Meet the brains behind McGill’s mind-controlled wheelchair

McGill students build a brain-powered wheelchair in just 30 days
From left to right: Jenisha Patel, Claudia Leung, Anna Brandenberger, Simon Tartakovsky, Danielle Nadin, Marley Xiong and Raffi Hotter at the Milo demonstration at Google offices last week

Marley Xiong and Jenisha Patel wanted to do a project together – any project.

“Well, as long as it involved brain computer interfaces,” said Xiong.

Naturally.

So, they did, with help from 30+ McGill NeuroTech friends and associates, students in the Engineering, Arts and Science faculties.

Their brainchild, a smart wheelchair dubbed Milo, was born a mere 30 days later – Milo for mind-controlled locomotive. The project was their submission to the NeuroTechX student competition launched in February.

“One day it was just Jenisha and I throwing ideas around,” said Xiong, a 21-year-old student in Biology and Computer Science. “One week later, on Feb. 24, we got a team together. In the space of seven days, we became this group of 35 people, and we spent time thinking about what to build.

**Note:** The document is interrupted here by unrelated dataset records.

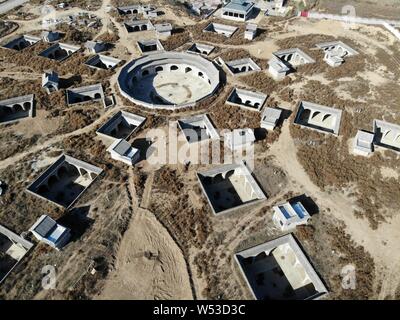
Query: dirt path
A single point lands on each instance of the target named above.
(147, 191)
(17, 157)
(149, 264)
(382, 244)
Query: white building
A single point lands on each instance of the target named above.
(237, 10)
(50, 36)
(363, 143)
(95, 46)
(121, 150)
(163, 29)
(288, 216)
(277, 68)
(50, 81)
(239, 139)
(45, 229)
(251, 31)
(270, 118)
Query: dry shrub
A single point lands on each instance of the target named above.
(329, 164)
(78, 118)
(190, 226)
(109, 37)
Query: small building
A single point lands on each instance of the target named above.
(280, 270)
(102, 62)
(95, 46)
(16, 108)
(21, 42)
(198, 128)
(277, 68)
(50, 36)
(250, 100)
(50, 81)
(13, 248)
(251, 31)
(201, 48)
(270, 118)
(317, 117)
(222, 29)
(163, 29)
(333, 60)
(121, 125)
(289, 215)
(85, 94)
(239, 139)
(241, 66)
(150, 45)
(387, 135)
(238, 10)
(121, 150)
(47, 230)
(363, 143)
(138, 25)
(230, 187)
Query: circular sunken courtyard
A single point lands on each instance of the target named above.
(168, 80)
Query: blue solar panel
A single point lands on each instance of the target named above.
(299, 210)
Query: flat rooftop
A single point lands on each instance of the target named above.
(230, 187)
(279, 270)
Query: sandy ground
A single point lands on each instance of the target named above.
(381, 243)
(139, 277)
(163, 274)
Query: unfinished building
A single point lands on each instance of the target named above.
(14, 109)
(95, 46)
(242, 66)
(230, 187)
(270, 118)
(386, 135)
(237, 10)
(135, 9)
(13, 248)
(102, 62)
(168, 80)
(251, 31)
(85, 94)
(198, 128)
(50, 36)
(279, 270)
(201, 48)
(222, 29)
(21, 42)
(46, 230)
(250, 100)
(50, 81)
(122, 125)
(163, 29)
(138, 25)
(318, 117)
(239, 139)
(59, 51)
(363, 143)
(289, 215)
(335, 52)
(286, 61)
(131, 9)
(277, 68)
(152, 45)
(122, 151)
(64, 182)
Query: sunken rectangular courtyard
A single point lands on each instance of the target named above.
(230, 187)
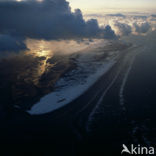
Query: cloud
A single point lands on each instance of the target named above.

“On March 1, we got the [hardware, a stripped-down] wheelchair, and on March 31, we filmed the demo” with the finished product, a wheelchair controlled by electroencephalography – electrical brain activity – designed to provide more autonomy for people with severe disabilities, like paralysis.

“On the 31st, we woke up at 7 am hoping to God it would work,” said Xiong. “And it did. The last thing I expected was for the wheelchair to work.”

Not because she is a pessimist, but because of the logistical feat of putting together a complex futuristic machine like that from scratch in a month.

This is not the first time such a device has been built but it is an impressive achievement given the time-frame and the group’s collective experience.

Brain power

The chair’s movements are controlled by information it receives from the brain, said Raffi Hotter, a 19-year-old Math and Computer Science student. Four electrodes are connected to the back of the person’s head and brain waves – signals – send commands to the wheelchair to turn left or right. Sensors also detect people and obstacles and make the chair react accordingly by stopping, slowing or turning.

Hotter had the initial task of designing the software, while Xiong developed the algorithms for detecting thought patterns.

Wheelchair bound persons clenching their jaw makes the machine move forward or stop.

“But also if the person is imagining moving left – just by imagining, we’re able to get a signal which makes the wheelchair turn left.”

“We got them imagining moving their right hand or left hand – what someone thinking left or right looks like in terms of the brain signal – and created a whole software suite from that,” said Hotter.

“We fed that info into an algorithm which was constructed so that we can tell it ‘Look, this data corresponds to the person thinking left or right.’ The algorithm is then able to come up with some representation of what turning left means in the brain.”

In short, it translates a thought pattern into a physical action.

“That’s pretty cool,” said Xiong. “We love watching it work.”

“It’s almost science fiction,” Hotter said.

Xiong said that “you can’t simply imagine an apple or coffee and emit a specific wave. But with motor imagery, it’s different. It’s a very robust signal.”

Translating thoughts into physical commands

Typically, a project of this magnitude would take several months, said Hotter, who added features like sending a text message and providing a precise location to the wheelchair person’s caregiver in case of high stress.

“So many things could have gone wrong,” said Xiong. “First, the wheelchair has to do whatever the software tells it to do; the software has to apply the data in a regulated way, so it has to be good; the electrodes have to be attached correctly; and finally, given that all this works, the brain has to work.”

In addition to overseeing the whole project as team leader, Xiong led the machine learning team, which was in charge of translating thought patterns to a physical command.

“It was genuinely an average of 50 hours a week,” said Xiong. “To be honest, I didn’t go to classes because of the project.”

The team presented the wheelchair at Google last week. And McGill professors have expressed interest in a collaboration to do further empirical research in connection with the wheelchair.

“It was just a great culture within the team,” said Xiong. “This was a project we had complete ownership of. If you don’t learn, there’s no project. You’re forced into this new learning environment. That’s what made it so much fun.”